Forestry Inventory System

  • Format: CSV export
  • Records: ~500 rows (Jan 2023 - Dec 2024)
  • Key columns: concession_id, concession_name, log_tag, species, gps_lat, gps_lon, harvest_date, harvest_permit_number, volume_m3, harvest_team
  • Identification: Log tags (format "0NNN") painted on the log end at the forest concession. Unique within each concession but not globally unique across concessions.
  • Notes: Four concessions (C1-C4). C3 and C4 are partnership concessions with data in a different format. GPS coordinates have ~5% null rate (some entries logged without GPS).

Sawmill Production Database

  • Format: CSV export from production database
  • Records: ~320 rows (Jan 2023 - Dec 2024)
  • Key columns: batch_number, processing_date, log_intake_count, log_volume_in_m3, sawn_timber_out_m3, waste_percentage, species, grade
  • Identification: Batch numbers (format "SB-YYYY-NNN") assigned at the sawmill when logs are processed. No reference to forestry log tags.
  • Notes: Yield (sawn_timber_out / log_volume_in) ranges from 35-65% depending on species and grade. Hardwoods typically yield lower than softwoods.

Customs/Export System

  • Format: CSV export
  • Records: ~180 rows (Jan 2023 - Dec 2024)
  • Key columns: export_permit_number, container_id, destination_port, destination_country, shipment_date, batch_numbers (comma-separated), total_weight_kg, flegt_status
  • Identification: Export permit numbers (format "EXP-YYYY-NNN"). References sawmill batch numbers directly.
  • Notes: FLEGT status is "complete" (~85%), "pending" (~10%), or "incomplete" (~5%). The batch_numbers field contains comma-separated sawmill batch number references.

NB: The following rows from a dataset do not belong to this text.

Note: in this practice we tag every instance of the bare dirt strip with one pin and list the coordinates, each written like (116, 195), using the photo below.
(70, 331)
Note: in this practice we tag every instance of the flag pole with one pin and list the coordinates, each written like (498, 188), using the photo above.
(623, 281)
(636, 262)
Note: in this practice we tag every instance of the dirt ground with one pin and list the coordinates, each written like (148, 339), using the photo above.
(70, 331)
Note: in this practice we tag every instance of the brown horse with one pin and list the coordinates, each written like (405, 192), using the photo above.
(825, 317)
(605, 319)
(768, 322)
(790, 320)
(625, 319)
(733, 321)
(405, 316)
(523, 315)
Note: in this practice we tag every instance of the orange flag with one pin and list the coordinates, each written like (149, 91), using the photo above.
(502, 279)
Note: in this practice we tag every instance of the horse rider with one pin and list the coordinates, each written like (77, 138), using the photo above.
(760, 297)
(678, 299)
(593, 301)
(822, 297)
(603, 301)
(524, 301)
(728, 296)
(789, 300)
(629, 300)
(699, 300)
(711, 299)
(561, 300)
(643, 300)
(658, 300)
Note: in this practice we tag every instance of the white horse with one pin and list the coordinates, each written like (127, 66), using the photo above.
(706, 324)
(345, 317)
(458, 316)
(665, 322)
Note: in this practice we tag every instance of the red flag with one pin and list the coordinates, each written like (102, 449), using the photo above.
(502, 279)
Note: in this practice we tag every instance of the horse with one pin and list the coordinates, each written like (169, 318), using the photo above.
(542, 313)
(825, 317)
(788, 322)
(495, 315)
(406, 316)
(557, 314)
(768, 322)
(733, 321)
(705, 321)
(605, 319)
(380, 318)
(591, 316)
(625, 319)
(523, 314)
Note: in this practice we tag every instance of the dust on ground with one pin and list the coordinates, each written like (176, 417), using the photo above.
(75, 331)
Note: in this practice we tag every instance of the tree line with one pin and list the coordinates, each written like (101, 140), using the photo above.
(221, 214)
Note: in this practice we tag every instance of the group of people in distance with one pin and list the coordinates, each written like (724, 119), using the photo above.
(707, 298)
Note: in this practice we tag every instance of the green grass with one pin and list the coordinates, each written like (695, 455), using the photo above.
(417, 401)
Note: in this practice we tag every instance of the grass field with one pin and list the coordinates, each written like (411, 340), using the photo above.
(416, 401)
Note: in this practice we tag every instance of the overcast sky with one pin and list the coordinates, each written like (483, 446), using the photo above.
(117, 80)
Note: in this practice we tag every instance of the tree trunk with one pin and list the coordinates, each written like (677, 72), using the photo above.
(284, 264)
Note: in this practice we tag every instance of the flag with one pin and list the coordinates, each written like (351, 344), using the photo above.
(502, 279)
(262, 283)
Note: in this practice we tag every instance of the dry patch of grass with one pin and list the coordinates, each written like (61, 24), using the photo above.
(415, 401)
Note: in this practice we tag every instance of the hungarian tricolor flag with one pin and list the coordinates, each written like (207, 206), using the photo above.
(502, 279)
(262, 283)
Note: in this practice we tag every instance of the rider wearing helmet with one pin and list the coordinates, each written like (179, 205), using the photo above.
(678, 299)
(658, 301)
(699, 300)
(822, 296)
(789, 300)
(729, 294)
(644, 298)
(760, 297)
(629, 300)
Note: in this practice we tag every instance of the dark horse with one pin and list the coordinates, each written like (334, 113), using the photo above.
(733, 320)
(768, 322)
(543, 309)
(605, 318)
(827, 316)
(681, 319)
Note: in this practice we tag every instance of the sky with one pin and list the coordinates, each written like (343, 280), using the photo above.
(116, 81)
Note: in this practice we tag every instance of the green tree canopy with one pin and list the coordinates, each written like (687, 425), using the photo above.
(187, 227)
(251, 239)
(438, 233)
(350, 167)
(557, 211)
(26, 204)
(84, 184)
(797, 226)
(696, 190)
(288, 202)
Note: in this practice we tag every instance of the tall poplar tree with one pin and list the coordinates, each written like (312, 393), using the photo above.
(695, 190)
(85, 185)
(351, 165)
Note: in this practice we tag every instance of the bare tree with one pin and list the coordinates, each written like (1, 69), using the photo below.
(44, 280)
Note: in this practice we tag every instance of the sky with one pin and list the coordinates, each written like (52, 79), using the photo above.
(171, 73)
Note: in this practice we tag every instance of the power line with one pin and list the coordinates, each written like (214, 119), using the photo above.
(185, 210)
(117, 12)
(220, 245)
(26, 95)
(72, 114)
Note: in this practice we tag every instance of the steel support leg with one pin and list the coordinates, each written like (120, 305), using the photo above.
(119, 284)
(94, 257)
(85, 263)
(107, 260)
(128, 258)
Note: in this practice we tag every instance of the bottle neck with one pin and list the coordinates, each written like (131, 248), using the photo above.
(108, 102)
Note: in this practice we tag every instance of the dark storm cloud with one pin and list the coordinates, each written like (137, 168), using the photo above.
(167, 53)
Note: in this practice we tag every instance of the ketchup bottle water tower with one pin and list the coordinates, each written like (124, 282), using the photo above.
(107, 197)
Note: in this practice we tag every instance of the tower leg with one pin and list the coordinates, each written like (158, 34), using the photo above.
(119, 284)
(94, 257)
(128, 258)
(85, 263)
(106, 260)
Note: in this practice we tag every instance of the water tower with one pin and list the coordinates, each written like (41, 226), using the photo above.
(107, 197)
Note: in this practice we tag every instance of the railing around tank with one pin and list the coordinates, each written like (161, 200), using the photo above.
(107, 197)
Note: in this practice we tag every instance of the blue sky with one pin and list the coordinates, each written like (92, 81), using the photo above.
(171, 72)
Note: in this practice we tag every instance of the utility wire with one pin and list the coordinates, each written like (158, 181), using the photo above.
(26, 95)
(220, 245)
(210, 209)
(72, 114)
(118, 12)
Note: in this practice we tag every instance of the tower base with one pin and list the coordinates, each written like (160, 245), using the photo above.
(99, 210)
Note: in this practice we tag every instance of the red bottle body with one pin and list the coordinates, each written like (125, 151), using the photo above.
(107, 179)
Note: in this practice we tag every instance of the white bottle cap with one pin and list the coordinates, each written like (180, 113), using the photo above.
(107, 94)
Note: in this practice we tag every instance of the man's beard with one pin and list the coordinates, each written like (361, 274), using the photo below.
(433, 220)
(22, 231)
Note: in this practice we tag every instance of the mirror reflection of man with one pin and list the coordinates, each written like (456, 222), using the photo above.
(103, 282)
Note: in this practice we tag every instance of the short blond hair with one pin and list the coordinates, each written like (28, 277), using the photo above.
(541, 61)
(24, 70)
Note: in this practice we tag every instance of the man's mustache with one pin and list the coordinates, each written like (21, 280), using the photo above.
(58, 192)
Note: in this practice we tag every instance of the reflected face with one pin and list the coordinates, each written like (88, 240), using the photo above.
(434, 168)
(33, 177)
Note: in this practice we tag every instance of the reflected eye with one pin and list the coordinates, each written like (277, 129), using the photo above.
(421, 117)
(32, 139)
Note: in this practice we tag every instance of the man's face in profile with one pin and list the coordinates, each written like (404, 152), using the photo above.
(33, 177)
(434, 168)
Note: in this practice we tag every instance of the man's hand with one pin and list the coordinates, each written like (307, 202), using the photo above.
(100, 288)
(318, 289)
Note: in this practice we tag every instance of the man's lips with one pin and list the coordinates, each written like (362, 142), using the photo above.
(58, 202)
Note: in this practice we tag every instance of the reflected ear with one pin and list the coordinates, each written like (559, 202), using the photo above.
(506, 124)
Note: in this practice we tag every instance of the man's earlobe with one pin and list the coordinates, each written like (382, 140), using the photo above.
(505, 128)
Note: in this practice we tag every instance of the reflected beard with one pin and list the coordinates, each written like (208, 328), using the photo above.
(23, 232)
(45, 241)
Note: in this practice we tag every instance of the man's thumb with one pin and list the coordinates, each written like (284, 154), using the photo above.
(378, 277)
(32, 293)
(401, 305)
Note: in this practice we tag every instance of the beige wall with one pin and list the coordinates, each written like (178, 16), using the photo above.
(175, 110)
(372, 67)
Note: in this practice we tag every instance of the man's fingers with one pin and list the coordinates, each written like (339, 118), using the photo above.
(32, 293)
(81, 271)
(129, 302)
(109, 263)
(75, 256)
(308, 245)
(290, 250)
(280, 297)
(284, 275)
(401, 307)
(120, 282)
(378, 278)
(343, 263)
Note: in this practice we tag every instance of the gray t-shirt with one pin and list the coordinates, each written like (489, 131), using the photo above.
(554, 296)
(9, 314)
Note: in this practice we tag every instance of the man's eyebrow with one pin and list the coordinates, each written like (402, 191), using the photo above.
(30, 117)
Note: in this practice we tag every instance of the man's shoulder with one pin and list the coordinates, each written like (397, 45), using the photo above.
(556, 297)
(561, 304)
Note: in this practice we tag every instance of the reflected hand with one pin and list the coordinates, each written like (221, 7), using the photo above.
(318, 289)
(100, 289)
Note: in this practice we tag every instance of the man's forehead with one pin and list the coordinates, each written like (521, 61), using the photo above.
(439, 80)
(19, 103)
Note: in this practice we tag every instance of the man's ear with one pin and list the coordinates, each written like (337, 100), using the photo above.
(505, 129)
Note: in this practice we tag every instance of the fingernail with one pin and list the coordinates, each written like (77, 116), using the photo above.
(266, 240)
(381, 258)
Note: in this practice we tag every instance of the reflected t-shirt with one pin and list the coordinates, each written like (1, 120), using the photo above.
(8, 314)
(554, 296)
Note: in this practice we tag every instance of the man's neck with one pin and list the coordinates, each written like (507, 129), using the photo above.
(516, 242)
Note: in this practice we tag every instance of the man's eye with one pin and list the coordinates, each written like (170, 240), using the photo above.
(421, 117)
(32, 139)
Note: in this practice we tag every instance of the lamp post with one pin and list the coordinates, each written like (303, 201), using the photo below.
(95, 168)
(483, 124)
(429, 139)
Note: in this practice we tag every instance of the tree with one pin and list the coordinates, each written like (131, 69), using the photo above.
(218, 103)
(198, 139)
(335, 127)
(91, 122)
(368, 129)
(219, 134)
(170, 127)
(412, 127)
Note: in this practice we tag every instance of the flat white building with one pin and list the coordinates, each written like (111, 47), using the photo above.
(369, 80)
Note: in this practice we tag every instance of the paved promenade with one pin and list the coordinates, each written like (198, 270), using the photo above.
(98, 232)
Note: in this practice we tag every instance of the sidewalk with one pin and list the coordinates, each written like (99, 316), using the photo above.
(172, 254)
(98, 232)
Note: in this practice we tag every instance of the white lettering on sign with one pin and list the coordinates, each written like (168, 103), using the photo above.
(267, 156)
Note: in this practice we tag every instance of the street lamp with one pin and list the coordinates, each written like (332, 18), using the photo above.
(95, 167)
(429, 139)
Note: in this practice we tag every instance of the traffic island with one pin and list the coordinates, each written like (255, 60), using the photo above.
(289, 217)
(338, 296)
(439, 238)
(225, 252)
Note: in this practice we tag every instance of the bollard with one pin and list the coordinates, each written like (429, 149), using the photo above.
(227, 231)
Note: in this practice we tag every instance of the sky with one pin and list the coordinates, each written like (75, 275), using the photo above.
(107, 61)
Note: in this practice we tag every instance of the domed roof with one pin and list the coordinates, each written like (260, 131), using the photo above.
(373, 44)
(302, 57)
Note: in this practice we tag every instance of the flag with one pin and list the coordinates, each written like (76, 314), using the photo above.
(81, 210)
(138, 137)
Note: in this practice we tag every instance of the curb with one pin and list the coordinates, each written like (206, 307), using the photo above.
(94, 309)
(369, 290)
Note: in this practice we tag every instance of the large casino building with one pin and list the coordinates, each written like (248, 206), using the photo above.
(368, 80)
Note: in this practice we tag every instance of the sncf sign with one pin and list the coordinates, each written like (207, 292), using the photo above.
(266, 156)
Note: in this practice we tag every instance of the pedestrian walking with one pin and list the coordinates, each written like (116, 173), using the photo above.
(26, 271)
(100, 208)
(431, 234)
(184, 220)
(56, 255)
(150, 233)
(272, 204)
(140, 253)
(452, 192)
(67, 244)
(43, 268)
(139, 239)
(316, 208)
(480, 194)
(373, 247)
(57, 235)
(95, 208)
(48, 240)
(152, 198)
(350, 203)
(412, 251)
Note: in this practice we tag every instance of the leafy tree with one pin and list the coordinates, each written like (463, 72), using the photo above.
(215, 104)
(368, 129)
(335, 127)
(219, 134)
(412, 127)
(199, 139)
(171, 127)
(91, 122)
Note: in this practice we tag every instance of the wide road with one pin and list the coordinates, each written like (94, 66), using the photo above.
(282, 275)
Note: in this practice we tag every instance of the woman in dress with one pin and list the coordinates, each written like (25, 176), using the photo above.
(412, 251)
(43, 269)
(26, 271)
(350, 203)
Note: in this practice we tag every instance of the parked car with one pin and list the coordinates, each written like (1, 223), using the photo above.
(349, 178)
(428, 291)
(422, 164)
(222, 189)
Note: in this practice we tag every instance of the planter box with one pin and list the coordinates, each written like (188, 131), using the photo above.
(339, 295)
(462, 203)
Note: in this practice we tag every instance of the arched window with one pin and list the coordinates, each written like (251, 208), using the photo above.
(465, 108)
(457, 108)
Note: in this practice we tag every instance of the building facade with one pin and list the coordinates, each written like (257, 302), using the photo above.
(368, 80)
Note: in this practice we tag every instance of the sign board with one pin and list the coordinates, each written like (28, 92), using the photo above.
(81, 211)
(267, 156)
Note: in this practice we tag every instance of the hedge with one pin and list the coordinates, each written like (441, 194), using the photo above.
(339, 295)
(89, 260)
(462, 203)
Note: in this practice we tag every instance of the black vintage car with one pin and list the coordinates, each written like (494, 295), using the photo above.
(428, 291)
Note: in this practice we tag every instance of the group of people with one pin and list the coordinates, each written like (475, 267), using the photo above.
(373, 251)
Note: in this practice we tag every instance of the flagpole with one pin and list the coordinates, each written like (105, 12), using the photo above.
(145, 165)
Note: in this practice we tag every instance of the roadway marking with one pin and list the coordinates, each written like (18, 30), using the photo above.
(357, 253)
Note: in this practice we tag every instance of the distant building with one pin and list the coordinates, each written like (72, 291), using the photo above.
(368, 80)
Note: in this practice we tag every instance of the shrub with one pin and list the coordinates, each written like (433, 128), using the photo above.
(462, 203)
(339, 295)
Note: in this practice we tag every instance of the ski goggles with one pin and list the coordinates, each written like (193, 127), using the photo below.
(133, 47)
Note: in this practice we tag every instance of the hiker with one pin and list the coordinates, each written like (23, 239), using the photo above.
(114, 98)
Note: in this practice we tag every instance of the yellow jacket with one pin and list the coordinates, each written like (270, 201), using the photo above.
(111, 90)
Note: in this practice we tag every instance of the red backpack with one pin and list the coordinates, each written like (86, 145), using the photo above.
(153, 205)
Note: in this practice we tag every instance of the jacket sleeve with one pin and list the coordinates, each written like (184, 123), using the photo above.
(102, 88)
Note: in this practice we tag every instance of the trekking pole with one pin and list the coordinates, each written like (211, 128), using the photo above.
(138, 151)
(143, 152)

Tag-to-Batch Mapping Logbook

  • Format: CSV (digitized paper logbook from sawmill gate)
  • Records: ~480 rows
  • Key columns: forestry_log_tag, sawmill_batch_number, entry_date, recorded_by
  • Notes: This is the bridge between forestry and sawmill systems. The logbook was digitized manually and contains inconsistencies: some tags recorded without leading zeros ("247" instead of "0247"), some with trailing whitespace, some data entry errors producing unmatchable entries. Partnership concession tags use format "PC3-NNN"/"PC4-NNN".

3. Requirements

  1. Chain of custody: Connect forest inventory to sawmill production to export documentation. Every shipment must trace back to specific forestry log tags from specific concessions.
  2. FLEGT documentation: Automatically identify which shipments have complete chain of custody and which have gaps.
  3. Inventory view: Total inventory across all four concessions showing species, volume, and stage in the pipeline (forest, sawmill, exported).
  4. Yield tracking: Sawmill yield (sawn timber output / log volume input) by species.
  5. Gap detection: Flag any shipment where the chain of custody has a break -- a sawmill batch that can't be traced to forestry tags, or forestry tags that can't be matched to a sawmill batch.

4. Schema Design

5. Layer Architecture

6. Verification Targets

See verification-checklist.md for specific expected values to check your pipeline against.